Bocche cucite (almeno con il Giornale) e nessuna dichiarazione ufficiale. Il procuratore capo di Catanzaro Nicola Gratteri non commenta (e non smentisce) l'ipotesi che alla fine sia il suo ufficio a doversi fare carico delle indagini sulla strage di Cutro del 26 febbraio, a poche centinaia di metri dalle coste di Steccato di Cutro. Soprattutto se - come pare - gli esposti di alcuni superstiti, le denunce delle Ong e le sollecitazioni del mondo politico dovessero portare alla sbarra il ministro dell'Interno Matteo Piantedosi e quello delle Infrastrutture e dei Trasporti. Di certo le indagini saranno lunghe e complesse, i reati dovranno avere fondamento altrimenti l'eventuale processo diventerebbe l'ennesimo terreno di scontro tra magistratura e politica. Per ora è la Procura di Crotone che indaga per omissione di soccorso e disastro colposo, anche se un paio di filoni sono stati aperti anche a Locri. Il pool di avvocati (Vincenzo Cardone, Mitja Gialuz, Luigi Ligotti e Francesco Verri) contestano che dal naufragio ai soccorsi sono passati invano 30 minuti. C'è chi come Sea Watch, Open Arms e Mediterranée assieme una quarantina di altre Ong lamenta che il naufragio potesse essere evitato grazie alle informazioni comunicate da Frontex quasi 24 ore prima del disastro (alle 23.03 di sabato 25 febbraio) ma che la normativa nazionale ed internazionale in tema di soccorsi in mare non è stata applicata, anche se l'imbarcazione alla deriva aveva tutte le caratteristiche per essere considerata in distress. La Guardia di Finanza è uscita in mare alle 2.20 di domenica con due mezzi poi rientrati un'ora dopo a causa delle pessime condizioni meteo marine, i mezzi della Guardia costiera che avrebbero potuto affrontare la tempesta non si sono mossi perché non era stata considerata un'operazione di salvataggio. Tutto ruota intorno al Viminale, a cui spetta il controllo delle operazioni Search and Rescue in capo all'Imrcc (Italian maritime rescue coordination centre) e al ministero delle Infrastrutture, «competente perché l'Imrcc è attivato presso il Comando generale delle Capitanerie di porto», si legge nell'esposto di alcuni legali. Ma l'evento Sar non si è mai avviato, anche a causa del fatto che ai profughi è stato impedito di lanciare l'allarme - come raccontano alcuni testimoni - e questo ha creato un corto circuito nella catena di comando dei soccorsi. Da qui l'ipotesi che Piantedosi e Salvini debbano rispondere davanti al Tribunale dei ministri di Catanzaro.

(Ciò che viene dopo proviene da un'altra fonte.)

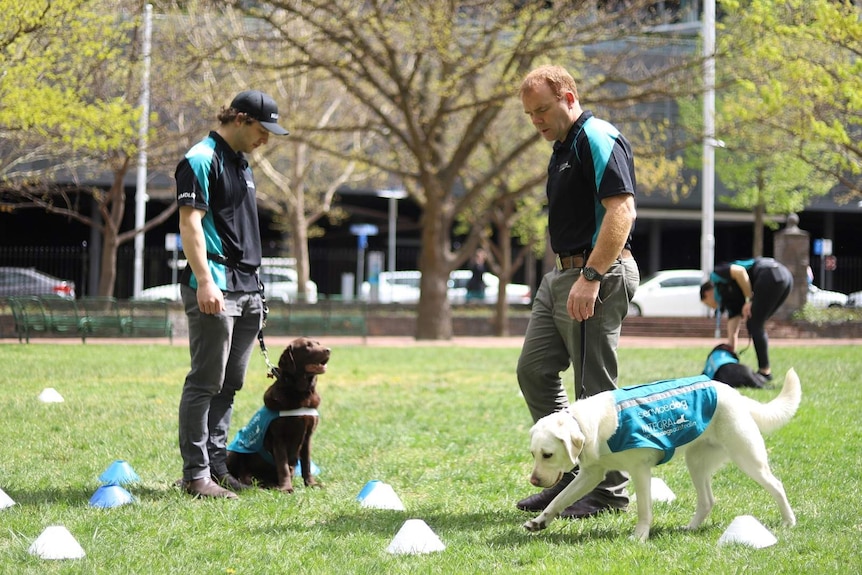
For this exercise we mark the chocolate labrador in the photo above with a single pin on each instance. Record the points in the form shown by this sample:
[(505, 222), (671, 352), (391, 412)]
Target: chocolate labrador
[(279, 434)]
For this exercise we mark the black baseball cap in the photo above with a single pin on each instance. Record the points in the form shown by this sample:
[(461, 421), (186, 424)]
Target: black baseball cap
[(260, 107)]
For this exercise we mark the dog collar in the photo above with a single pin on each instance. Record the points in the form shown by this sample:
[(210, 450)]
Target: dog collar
[(298, 412)]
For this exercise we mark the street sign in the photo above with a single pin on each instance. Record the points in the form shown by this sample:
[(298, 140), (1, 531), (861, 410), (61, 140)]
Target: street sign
[(363, 230)]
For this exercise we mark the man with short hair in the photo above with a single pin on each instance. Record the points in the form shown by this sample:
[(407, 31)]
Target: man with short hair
[(579, 307), (220, 289)]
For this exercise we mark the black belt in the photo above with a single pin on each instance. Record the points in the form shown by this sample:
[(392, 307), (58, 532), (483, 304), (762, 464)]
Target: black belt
[(223, 260), (570, 260)]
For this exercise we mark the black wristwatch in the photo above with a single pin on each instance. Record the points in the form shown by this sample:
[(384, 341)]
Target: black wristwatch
[(591, 275)]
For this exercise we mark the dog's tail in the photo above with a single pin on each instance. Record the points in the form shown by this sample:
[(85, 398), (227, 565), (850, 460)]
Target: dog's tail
[(775, 414)]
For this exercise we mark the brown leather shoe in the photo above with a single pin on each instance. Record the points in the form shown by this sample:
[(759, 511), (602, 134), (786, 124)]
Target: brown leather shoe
[(538, 501), (206, 487), (590, 506), (230, 482)]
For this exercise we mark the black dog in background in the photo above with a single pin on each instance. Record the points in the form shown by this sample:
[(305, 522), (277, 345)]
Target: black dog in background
[(722, 364)]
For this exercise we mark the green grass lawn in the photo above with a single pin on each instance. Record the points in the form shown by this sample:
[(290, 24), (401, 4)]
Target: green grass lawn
[(445, 427)]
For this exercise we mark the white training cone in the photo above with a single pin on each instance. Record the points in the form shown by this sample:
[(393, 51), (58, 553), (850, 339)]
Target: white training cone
[(5, 500), (747, 530), (56, 542), (315, 470), (50, 395), (382, 496), (659, 491), (415, 537), (119, 473)]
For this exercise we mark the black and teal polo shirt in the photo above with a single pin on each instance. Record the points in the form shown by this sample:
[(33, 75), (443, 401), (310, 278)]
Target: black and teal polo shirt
[(214, 178), (593, 163)]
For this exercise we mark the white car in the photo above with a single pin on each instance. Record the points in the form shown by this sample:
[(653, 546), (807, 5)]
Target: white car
[(517, 294), (403, 287), (825, 298), (670, 293), (279, 284)]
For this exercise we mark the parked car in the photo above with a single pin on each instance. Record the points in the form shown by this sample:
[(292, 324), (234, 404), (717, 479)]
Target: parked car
[(394, 287), (280, 284), (825, 298), (516, 294), (403, 287), (30, 281), (283, 284), (670, 293)]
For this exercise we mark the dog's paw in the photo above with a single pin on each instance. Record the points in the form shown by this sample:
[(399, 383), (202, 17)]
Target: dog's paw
[(536, 524), (641, 533)]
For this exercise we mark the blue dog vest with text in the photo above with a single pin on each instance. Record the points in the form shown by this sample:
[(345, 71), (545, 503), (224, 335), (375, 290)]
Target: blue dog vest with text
[(250, 438), (663, 415)]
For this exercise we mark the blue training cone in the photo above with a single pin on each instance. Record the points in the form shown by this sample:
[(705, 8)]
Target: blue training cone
[(119, 473), (366, 489), (110, 496)]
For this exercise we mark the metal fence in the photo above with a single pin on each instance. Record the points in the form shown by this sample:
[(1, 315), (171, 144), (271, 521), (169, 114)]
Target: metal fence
[(328, 267)]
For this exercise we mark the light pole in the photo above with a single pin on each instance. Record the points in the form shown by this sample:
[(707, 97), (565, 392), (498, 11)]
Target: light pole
[(393, 196), (141, 193)]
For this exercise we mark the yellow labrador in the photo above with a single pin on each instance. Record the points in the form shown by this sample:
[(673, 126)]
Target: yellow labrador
[(634, 429)]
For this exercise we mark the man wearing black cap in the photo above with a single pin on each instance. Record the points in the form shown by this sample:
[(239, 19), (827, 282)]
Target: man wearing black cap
[(221, 240)]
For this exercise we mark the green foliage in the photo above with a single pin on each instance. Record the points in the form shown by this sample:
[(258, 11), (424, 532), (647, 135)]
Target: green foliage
[(64, 76), (444, 425), (798, 77)]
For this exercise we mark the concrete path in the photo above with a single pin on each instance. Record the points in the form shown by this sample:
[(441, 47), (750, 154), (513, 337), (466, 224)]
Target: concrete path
[(277, 342)]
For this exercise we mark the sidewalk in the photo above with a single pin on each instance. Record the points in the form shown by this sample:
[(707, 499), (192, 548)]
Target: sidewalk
[(278, 342)]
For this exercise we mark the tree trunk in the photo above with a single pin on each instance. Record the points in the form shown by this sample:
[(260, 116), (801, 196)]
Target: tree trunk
[(434, 319)]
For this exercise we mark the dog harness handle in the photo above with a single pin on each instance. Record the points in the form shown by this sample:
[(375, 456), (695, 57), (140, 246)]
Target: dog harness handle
[(299, 412)]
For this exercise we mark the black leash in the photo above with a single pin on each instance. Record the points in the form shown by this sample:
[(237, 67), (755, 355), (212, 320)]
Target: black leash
[(272, 371), (583, 359)]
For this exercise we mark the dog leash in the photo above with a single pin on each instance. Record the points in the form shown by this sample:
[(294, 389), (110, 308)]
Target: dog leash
[(583, 393), (272, 371)]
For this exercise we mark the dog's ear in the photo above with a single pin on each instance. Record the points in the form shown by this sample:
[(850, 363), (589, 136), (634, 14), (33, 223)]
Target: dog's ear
[(572, 438), (287, 362)]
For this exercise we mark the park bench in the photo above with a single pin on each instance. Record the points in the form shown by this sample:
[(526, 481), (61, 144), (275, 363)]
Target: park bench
[(102, 317), (326, 317), (149, 318)]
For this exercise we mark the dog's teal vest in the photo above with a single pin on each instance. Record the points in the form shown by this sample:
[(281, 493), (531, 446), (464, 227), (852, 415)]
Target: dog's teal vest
[(716, 359), (663, 415), (250, 438)]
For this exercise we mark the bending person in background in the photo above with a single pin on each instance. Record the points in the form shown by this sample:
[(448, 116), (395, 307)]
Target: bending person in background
[(751, 291)]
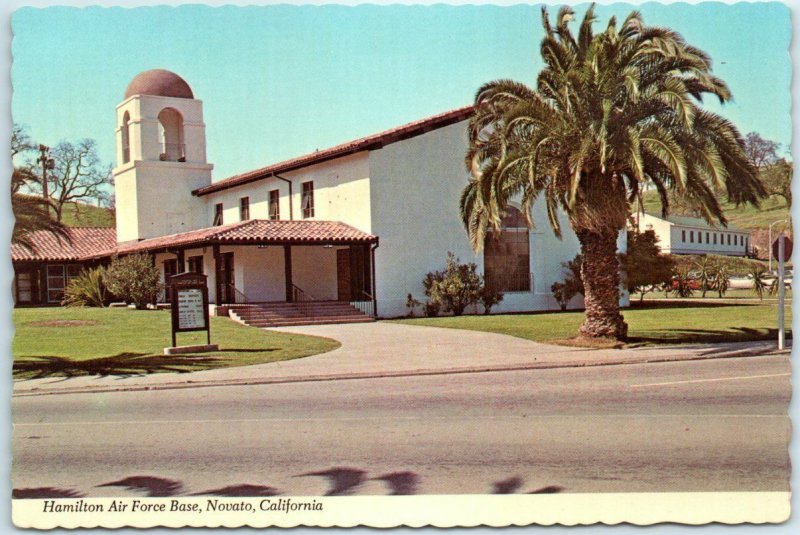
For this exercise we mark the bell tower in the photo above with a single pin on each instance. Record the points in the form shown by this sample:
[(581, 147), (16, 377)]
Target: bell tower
[(161, 158)]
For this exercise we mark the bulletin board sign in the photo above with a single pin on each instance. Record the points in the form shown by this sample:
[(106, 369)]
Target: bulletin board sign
[(189, 304)]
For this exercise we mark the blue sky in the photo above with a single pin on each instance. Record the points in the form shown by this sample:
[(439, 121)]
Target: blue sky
[(279, 81)]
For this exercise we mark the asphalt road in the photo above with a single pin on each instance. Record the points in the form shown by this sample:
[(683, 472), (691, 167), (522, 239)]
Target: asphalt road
[(717, 425)]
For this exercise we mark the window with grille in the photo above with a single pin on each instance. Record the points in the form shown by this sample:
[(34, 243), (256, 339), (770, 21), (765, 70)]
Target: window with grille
[(274, 205), (196, 264), (244, 208), (506, 256), (308, 200)]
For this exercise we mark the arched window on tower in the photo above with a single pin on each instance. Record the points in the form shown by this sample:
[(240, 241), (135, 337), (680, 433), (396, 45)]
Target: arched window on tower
[(507, 256), (126, 138), (170, 128)]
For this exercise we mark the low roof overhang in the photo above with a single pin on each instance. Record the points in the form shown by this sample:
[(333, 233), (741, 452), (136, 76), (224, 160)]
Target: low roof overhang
[(258, 232)]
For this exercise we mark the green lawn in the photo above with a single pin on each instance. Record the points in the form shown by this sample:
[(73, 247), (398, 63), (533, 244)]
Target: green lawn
[(120, 341), (86, 215), (744, 217), (667, 323)]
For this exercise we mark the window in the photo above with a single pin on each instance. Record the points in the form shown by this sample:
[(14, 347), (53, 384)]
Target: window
[(196, 264), (506, 256), (170, 127), (274, 205), (126, 138), (58, 278), (308, 200)]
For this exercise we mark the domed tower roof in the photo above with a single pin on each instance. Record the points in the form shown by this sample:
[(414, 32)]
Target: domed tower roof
[(159, 82)]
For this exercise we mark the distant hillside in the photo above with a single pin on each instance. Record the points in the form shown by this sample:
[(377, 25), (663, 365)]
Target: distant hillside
[(86, 215), (744, 217)]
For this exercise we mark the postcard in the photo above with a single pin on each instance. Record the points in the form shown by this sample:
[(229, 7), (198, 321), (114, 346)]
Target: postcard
[(401, 265)]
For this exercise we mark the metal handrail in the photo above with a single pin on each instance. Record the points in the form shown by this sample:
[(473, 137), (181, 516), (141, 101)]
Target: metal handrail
[(299, 295), (239, 297), (505, 282)]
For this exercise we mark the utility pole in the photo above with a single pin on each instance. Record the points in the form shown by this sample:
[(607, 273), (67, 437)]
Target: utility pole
[(47, 163)]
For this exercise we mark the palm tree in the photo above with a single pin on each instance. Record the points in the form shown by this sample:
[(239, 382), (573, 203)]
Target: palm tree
[(705, 274), (612, 114)]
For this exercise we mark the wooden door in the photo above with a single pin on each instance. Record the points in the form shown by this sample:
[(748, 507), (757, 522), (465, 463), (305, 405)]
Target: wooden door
[(225, 279)]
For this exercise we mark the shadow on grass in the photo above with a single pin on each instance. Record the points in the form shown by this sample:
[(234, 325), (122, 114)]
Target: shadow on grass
[(243, 491), (39, 493), (688, 303), (702, 336), (124, 364), (151, 486)]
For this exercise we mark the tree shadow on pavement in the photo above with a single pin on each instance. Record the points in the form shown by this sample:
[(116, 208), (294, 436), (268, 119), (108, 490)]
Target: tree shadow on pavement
[(124, 364), (343, 481), (39, 493), (240, 491), (154, 487), (400, 483)]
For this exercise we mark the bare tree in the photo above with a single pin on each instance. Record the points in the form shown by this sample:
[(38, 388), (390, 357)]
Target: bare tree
[(761, 152), (78, 175)]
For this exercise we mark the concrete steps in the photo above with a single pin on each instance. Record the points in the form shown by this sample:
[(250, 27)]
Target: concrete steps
[(304, 313)]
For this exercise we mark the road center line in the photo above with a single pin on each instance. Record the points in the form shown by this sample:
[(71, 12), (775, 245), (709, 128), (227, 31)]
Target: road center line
[(740, 378)]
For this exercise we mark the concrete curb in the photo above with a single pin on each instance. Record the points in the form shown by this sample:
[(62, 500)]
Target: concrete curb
[(180, 385)]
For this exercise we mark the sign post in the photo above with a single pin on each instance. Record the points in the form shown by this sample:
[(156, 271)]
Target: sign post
[(189, 309), (784, 251)]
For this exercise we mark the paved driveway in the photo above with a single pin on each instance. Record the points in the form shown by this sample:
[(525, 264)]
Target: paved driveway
[(386, 347)]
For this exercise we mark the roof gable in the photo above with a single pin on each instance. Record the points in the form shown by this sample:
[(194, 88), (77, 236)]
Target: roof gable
[(371, 142)]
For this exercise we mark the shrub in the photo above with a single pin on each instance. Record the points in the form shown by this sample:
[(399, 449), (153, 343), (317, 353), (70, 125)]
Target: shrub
[(563, 292), (489, 297), (86, 290), (455, 288), (411, 305), (682, 283), (134, 279)]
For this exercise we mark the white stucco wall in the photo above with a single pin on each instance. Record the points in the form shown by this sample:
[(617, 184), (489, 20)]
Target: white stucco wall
[(153, 197), (341, 193), (672, 239), (415, 188)]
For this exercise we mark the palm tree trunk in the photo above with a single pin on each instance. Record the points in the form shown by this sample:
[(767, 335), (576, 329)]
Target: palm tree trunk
[(601, 281)]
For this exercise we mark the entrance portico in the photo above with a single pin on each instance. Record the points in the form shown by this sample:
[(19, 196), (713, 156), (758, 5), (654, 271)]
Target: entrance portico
[(260, 261)]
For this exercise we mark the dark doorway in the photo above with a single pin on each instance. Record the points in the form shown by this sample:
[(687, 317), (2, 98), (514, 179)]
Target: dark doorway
[(344, 280), (170, 269), (353, 281), (225, 279)]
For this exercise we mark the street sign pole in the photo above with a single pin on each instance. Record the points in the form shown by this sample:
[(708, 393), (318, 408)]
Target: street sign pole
[(781, 294)]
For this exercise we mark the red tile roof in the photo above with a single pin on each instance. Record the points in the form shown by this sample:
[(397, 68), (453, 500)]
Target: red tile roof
[(84, 242), (255, 231), (374, 141)]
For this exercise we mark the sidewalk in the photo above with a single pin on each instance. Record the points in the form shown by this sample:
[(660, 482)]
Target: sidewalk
[(387, 349)]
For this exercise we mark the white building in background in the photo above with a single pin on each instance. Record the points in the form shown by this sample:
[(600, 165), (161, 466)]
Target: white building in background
[(361, 222), (692, 235)]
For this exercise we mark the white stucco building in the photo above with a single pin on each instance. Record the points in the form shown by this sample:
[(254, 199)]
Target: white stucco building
[(360, 223), (692, 235)]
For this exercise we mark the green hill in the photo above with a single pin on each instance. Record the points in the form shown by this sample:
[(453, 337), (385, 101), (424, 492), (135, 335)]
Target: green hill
[(85, 215), (744, 217)]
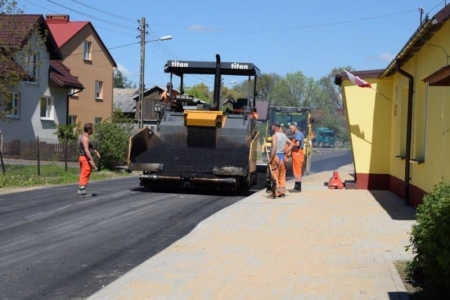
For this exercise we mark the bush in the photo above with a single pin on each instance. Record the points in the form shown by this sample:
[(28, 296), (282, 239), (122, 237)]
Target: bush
[(430, 240), (111, 140)]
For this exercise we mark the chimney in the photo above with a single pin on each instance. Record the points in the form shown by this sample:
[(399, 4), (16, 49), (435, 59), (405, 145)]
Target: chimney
[(57, 19)]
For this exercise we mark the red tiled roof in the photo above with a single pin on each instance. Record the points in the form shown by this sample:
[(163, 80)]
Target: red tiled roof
[(61, 77), (63, 32), (15, 30)]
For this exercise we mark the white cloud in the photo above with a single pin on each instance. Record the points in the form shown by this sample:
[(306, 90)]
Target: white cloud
[(199, 28), (124, 70)]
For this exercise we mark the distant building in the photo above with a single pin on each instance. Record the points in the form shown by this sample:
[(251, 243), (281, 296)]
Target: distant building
[(88, 58)]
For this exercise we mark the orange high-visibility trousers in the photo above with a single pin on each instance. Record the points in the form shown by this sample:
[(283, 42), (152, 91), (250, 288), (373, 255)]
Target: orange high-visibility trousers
[(298, 158), (85, 170), (278, 176)]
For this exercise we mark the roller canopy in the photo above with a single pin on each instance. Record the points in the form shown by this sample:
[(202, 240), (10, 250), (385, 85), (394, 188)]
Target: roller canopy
[(179, 67)]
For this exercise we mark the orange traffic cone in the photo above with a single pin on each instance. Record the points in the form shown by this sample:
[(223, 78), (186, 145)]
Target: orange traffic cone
[(335, 182)]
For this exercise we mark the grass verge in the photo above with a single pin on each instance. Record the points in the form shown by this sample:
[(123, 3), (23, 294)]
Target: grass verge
[(26, 175)]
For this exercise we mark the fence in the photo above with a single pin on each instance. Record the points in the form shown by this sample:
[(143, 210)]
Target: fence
[(38, 151)]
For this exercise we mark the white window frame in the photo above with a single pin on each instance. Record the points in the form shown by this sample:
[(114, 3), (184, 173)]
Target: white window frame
[(32, 66), (98, 89), (49, 108), (14, 106), (87, 50), (74, 92)]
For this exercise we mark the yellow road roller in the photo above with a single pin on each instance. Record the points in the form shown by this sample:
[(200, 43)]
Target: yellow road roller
[(198, 145)]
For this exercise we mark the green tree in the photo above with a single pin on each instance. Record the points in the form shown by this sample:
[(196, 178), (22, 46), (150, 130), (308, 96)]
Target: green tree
[(68, 132), (294, 90), (266, 84), (111, 139), (328, 108), (122, 82)]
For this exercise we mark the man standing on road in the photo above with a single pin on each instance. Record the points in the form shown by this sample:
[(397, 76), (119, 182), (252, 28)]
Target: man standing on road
[(86, 160), (276, 160), (298, 156), (168, 96)]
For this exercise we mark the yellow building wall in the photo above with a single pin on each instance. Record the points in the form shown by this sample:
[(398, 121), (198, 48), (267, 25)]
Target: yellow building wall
[(85, 106), (430, 146), (369, 122)]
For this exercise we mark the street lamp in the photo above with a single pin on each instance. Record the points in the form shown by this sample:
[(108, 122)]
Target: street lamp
[(141, 81)]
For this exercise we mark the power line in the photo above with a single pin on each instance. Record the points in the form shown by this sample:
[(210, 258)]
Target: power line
[(105, 12), (56, 12)]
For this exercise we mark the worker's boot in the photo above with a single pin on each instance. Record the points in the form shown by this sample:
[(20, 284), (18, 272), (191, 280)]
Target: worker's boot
[(81, 190), (297, 188)]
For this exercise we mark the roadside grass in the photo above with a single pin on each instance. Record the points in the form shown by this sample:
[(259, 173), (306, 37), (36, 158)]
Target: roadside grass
[(26, 175), (415, 290)]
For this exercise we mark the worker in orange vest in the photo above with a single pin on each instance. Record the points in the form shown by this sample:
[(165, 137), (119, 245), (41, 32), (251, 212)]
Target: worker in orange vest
[(298, 156)]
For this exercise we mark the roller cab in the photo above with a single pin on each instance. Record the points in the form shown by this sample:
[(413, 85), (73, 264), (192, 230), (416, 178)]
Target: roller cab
[(198, 145)]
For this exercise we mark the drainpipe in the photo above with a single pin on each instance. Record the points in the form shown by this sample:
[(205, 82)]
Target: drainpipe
[(408, 129), (67, 103)]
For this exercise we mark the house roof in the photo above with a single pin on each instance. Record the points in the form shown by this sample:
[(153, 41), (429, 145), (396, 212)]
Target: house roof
[(60, 76), (424, 33), (123, 99), (64, 30), (16, 37)]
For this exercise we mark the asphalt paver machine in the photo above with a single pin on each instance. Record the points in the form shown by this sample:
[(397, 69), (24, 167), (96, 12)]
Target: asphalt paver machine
[(197, 145)]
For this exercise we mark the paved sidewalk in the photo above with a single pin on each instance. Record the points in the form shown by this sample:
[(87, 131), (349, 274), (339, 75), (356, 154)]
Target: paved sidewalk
[(319, 244)]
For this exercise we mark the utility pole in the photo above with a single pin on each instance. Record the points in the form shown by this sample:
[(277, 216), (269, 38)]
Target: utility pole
[(141, 80)]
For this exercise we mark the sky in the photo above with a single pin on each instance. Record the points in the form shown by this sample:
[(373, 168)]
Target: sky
[(278, 36)]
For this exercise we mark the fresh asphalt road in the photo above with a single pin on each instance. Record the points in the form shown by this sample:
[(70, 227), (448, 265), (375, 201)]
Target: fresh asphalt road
[(54, 245)]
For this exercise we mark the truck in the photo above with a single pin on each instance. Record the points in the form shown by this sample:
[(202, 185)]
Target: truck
[(198, 145), (285, 115), (324, 137)]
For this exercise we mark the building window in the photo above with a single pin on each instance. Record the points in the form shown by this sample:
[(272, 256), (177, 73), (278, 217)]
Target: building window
[(74, 92), (87, 50), (32, 66), (98, 89), (72, 120), (13, 106), (47, 108)]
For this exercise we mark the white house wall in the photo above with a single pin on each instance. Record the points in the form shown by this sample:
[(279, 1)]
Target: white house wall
[(29, 125)]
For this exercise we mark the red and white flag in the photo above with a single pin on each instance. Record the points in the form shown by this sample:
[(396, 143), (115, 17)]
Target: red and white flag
[(358, 81)]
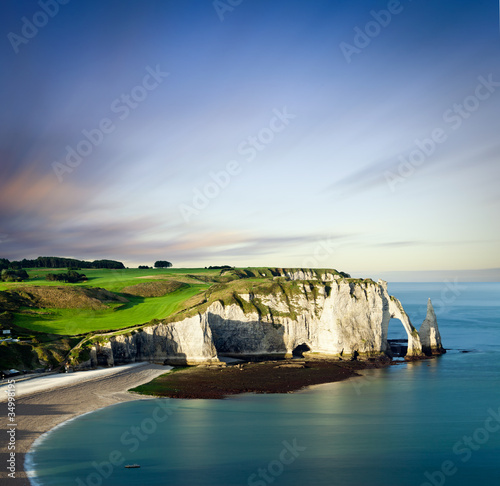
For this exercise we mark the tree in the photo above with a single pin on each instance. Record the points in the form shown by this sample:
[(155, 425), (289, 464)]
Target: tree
[(10, 275), (162, 264)]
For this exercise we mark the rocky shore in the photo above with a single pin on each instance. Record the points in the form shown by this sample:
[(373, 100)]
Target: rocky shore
[(283, 376)]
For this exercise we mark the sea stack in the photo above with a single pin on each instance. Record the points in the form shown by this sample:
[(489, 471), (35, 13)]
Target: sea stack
[(429, 333)]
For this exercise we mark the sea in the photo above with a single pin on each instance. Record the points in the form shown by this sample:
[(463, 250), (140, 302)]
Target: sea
[(433, 422)]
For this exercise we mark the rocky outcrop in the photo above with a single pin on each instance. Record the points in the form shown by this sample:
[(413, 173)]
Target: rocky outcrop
[(429, 333), (329, 315)]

«Questi erano profughi diversi dal solito - commenta con il Giornale un inquirente che conosce le indagini - il loro sbarco non era concordato con le altre Ong come succede quasi sempre quando si parte dalla Libia, erano siriani e afghani, gente che aveva diritto d'asilo ma non aveva documenti». Il loro numero è in aumento: le organizzazioni criminali dedite al favoreggiamento dell'immigrazione irregolare, principalmente curde e pakistane, scelgono di partire dalla Turchia o dal Libano assieme a nordafricani ma anche pakistani, afghani, iraniani, indiani o nepalesi, spesso dello stesso nucleo familiare e con molti minori, la cui gestione è in capo a singoli trafficanti di uomini o micro-gruppi criminali, come spiegano i nostri 007. Destinazione Calabria e Puglia.
Uno degli scafisti di Cutro è un 17enne pakistano, riconosciuto
da alcuni superstiti, la cui sorte venerdì prossimo dipenderà dal Tribunale dei minori di Catanzaro. Se emergessero rapporti con le 'ndrine calabresi, come Gratteri pensa da tempo, l'indagine avrebbe tutto un altro senso.